“Acordo por volta das 5h e vou caminhar pelo deserto próximo a minha casa. O deserto coloca as coisas nos seus devidos lugares: dá-nos um sendo de proporção, de critério. Todo mundo deveria ter uma experiência sensível dessa proporção. Depois tomo café e vou escrever. Uso sempre caneta, pois gosto de senti-la entre os dedos. Escrever é um ato sensual. Depois do almoço, às vezes, desfaço tudo e reescrevo. Sou uma pessoa mais do dia do que da noite”.
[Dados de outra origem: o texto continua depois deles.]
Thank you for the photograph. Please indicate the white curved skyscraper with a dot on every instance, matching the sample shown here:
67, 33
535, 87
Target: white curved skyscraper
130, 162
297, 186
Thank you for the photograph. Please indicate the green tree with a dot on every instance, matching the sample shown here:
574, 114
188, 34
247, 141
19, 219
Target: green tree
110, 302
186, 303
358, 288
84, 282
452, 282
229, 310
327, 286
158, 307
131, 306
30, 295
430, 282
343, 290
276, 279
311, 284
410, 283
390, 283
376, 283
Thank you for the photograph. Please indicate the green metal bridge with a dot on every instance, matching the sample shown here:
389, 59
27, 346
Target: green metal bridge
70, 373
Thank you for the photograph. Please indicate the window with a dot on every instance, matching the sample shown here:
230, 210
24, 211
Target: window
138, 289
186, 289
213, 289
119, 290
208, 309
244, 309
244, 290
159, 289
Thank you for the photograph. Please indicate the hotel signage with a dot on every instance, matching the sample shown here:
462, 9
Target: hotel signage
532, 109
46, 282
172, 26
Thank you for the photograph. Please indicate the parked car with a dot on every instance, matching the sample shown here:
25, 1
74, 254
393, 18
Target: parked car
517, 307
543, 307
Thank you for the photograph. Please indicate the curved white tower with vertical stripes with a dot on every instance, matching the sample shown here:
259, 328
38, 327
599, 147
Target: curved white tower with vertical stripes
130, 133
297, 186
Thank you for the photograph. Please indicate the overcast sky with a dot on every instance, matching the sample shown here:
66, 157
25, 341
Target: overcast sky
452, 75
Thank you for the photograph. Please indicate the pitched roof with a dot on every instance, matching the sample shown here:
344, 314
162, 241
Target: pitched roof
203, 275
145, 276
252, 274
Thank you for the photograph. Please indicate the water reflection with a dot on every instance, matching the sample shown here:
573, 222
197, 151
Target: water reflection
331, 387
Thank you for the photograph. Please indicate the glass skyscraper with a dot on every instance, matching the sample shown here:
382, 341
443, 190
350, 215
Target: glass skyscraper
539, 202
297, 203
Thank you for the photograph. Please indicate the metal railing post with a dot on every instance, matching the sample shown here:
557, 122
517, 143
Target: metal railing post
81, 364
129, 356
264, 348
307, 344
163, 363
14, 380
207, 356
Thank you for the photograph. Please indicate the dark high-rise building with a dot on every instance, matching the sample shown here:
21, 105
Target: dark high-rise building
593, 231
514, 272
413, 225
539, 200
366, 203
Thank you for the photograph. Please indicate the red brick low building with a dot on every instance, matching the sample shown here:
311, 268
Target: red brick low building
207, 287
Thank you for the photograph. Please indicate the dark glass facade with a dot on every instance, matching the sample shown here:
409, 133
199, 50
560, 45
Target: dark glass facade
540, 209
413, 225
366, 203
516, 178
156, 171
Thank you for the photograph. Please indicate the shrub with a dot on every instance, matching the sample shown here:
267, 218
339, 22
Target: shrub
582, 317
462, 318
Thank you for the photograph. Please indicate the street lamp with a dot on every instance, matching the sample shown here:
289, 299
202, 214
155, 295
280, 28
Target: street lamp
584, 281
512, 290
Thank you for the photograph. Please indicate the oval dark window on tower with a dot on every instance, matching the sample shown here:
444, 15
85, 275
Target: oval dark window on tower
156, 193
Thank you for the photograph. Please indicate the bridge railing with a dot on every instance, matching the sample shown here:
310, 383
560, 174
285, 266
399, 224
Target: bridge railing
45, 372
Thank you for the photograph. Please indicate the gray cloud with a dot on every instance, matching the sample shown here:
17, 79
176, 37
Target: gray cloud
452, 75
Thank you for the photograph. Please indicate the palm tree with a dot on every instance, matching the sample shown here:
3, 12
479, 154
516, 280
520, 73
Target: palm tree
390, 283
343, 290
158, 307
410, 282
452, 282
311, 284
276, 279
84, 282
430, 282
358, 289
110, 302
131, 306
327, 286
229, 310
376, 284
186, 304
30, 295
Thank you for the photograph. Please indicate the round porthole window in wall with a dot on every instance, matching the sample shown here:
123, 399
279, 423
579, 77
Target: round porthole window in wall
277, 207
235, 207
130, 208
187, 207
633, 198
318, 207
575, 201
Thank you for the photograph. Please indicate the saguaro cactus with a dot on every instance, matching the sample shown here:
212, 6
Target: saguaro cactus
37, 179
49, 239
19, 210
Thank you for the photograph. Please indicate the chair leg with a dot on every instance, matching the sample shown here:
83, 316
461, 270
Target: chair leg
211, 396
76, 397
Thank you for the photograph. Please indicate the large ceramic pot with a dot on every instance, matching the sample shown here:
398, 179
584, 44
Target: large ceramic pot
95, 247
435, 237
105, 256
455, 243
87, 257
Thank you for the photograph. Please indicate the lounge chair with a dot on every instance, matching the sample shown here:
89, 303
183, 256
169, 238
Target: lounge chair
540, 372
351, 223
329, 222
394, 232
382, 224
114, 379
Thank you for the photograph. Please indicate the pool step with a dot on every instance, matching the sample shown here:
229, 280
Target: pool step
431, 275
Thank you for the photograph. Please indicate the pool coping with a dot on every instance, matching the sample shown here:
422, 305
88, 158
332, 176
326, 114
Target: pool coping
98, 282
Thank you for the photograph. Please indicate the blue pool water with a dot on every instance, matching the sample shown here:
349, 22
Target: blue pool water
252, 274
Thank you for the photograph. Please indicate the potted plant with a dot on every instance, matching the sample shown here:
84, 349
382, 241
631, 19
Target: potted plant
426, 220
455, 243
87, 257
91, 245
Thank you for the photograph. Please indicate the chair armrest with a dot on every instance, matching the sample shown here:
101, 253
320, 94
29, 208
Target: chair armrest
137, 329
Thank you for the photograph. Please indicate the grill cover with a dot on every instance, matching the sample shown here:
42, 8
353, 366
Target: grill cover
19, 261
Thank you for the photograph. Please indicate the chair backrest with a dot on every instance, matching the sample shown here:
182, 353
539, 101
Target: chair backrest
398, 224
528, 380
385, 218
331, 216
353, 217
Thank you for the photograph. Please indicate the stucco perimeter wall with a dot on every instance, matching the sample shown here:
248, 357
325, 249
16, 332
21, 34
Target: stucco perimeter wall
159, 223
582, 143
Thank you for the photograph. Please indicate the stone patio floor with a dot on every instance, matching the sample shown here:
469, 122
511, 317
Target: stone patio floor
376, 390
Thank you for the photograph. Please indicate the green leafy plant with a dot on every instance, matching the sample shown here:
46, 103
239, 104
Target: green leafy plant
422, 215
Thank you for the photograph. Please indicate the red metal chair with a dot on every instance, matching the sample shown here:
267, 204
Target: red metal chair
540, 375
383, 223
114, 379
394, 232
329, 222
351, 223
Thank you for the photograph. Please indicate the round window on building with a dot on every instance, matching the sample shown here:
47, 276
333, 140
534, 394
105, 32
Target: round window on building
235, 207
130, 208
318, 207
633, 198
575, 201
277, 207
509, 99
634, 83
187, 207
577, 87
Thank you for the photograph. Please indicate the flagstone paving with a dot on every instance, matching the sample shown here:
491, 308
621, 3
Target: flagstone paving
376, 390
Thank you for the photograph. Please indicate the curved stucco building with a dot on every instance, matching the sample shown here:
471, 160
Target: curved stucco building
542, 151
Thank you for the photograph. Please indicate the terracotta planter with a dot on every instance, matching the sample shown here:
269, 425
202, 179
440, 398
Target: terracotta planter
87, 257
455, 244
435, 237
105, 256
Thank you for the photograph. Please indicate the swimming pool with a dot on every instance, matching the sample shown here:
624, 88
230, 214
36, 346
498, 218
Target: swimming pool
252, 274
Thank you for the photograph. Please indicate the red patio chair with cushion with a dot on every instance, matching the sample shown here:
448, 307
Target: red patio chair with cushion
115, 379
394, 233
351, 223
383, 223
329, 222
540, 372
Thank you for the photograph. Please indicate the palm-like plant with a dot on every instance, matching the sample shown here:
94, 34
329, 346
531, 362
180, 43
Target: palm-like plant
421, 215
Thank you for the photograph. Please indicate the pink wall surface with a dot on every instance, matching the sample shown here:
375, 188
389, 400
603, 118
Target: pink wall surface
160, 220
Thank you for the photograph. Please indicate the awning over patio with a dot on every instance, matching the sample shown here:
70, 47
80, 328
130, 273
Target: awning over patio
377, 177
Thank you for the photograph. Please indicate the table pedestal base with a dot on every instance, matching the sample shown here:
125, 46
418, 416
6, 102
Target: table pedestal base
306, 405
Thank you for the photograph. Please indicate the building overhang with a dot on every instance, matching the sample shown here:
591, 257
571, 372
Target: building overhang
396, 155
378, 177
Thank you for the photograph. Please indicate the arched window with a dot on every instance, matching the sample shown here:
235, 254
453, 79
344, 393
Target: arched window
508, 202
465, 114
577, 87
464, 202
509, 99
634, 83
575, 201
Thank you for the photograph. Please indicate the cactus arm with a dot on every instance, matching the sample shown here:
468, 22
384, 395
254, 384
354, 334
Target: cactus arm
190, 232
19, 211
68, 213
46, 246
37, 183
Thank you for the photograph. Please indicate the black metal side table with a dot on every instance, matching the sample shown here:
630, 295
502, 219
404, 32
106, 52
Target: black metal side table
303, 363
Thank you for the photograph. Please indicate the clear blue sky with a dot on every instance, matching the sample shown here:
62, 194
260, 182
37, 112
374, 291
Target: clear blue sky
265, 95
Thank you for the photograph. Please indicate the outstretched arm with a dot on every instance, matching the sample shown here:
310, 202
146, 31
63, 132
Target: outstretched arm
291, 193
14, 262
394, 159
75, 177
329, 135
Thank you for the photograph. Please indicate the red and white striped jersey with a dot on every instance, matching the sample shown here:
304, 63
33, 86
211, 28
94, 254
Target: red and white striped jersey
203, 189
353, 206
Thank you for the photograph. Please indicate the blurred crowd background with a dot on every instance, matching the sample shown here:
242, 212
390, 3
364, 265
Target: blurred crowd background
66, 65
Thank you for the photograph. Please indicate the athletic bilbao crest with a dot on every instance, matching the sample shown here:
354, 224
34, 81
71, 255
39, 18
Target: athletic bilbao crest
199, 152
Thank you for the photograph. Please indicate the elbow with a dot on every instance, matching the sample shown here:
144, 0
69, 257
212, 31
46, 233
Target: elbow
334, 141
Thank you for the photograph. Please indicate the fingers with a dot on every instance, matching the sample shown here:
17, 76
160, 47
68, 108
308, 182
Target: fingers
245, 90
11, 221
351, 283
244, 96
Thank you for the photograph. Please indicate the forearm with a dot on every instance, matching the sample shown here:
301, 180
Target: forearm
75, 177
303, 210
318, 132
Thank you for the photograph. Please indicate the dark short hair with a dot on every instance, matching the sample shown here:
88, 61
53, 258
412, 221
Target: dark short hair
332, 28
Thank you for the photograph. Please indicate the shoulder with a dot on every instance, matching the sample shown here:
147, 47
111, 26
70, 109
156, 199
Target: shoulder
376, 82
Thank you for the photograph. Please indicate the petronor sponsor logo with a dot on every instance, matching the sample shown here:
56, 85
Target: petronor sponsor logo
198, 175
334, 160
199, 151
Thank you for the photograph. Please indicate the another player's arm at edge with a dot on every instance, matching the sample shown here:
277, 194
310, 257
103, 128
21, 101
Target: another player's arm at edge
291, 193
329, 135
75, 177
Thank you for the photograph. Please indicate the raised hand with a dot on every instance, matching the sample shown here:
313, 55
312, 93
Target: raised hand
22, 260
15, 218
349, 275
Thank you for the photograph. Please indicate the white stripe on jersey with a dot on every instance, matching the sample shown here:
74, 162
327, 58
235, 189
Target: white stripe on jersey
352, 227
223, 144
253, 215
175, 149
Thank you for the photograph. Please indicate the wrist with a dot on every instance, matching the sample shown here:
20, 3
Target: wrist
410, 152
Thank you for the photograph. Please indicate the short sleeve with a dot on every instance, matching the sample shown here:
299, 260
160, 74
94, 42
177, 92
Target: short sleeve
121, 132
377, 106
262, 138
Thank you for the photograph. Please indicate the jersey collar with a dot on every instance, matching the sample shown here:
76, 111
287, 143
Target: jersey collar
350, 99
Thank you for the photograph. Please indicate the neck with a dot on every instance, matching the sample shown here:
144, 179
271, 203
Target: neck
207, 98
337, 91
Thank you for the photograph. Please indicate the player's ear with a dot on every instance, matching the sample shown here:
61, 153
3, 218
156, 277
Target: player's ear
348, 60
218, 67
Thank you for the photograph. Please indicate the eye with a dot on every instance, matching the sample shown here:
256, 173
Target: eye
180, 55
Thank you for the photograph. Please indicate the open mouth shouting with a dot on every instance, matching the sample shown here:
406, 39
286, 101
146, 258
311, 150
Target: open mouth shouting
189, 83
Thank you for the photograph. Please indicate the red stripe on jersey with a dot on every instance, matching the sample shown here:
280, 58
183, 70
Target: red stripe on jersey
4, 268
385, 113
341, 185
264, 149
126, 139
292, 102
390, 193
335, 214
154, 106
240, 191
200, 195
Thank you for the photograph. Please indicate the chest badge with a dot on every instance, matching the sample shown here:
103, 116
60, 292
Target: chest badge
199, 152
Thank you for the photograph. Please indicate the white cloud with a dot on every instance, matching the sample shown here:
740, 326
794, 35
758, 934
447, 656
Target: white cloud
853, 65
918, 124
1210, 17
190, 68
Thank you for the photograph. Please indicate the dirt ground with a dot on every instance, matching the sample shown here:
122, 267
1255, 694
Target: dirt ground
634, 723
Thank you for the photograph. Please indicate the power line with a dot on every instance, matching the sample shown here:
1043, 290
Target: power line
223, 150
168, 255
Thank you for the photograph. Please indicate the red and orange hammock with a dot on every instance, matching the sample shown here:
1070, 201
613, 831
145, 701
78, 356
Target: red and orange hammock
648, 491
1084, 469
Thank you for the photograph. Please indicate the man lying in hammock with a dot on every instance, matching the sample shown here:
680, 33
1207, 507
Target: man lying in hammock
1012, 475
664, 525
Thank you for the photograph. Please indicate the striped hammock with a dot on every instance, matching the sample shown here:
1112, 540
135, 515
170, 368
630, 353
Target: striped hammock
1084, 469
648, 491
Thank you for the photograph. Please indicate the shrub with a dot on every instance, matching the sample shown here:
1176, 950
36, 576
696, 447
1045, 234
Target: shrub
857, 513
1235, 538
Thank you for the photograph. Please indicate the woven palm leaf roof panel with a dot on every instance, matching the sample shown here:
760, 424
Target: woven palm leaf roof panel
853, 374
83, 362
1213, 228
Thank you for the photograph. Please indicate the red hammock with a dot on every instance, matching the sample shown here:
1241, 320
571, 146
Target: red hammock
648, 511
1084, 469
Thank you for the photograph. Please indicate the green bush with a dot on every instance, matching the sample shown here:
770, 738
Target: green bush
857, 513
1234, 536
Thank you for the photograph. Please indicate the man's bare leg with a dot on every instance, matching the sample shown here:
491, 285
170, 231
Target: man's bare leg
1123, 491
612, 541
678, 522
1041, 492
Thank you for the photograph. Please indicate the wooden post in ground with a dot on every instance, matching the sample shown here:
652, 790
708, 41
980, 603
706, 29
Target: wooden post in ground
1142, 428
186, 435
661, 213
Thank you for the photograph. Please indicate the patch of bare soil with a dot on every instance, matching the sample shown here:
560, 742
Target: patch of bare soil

Fonte: Folha de São Paulo, 26/12/1999 – Luiz Felipe Pondé
"Como eu disse, acordo muito cedo. Após minha caminhada no deserto, sento-me à minha mesa. Por volta das 6h, já estou trabalhando. Para mim, o melhor horário para trabalhar é de manhã. Trabalho a manhã inteira, às vezes escrevo só uma frase, mas trabalho a manhã toda. Então, faço uma sesta e, à tarde, destruo o que escrevi de manhã. Essa é a minha rotina... Costumo ser muito monógamo. Trabalho uma obra de cada vez. Não consigo escrever duas obras ao mesmo tempo. E, quando trabalho numa obra, ou escrevo ou desisto. Sim, na minha história, houve mais abortos que nascimentos. Essa é a minha história. Há muita coisa que comecei e nunca terminei. Mas, quando trabalho numa obra, não faço outra coisa. Às vezes, passo a manhã sentado, esperando. Por muitos anos, eu me senti culpado por ficar sentado sem produzir, sobretudo quando eu vivi no kibutz, onde todos faziam a ordenha e outras coisas, enquanto eu escrevia uma frase e jogava fora. Eu tinha vergonha de ir comer. Então, desenvolvi a mentalidade de um lojista. Eu dizia a mim mesmo: meu trabalho é abrir a loja às 6 da manhã, sentar-me e esperar clientes. Se eu tiver clientes, será um bom dia. Se não os tiver, mesmo assim estarei trabalhando... Normalmente há uma breve sesta entre elas. De manhã, fico sozinho no meu escritório: nada de telefone, conexões ou seres humanos. Só eu e meus personagens. À tarde e à noite às vezes faço outros trabalhos, escrevo ensaios ou artigos, faço discursos, compareço à noite diante do público. A sesta divide minha vida entre a vida privada".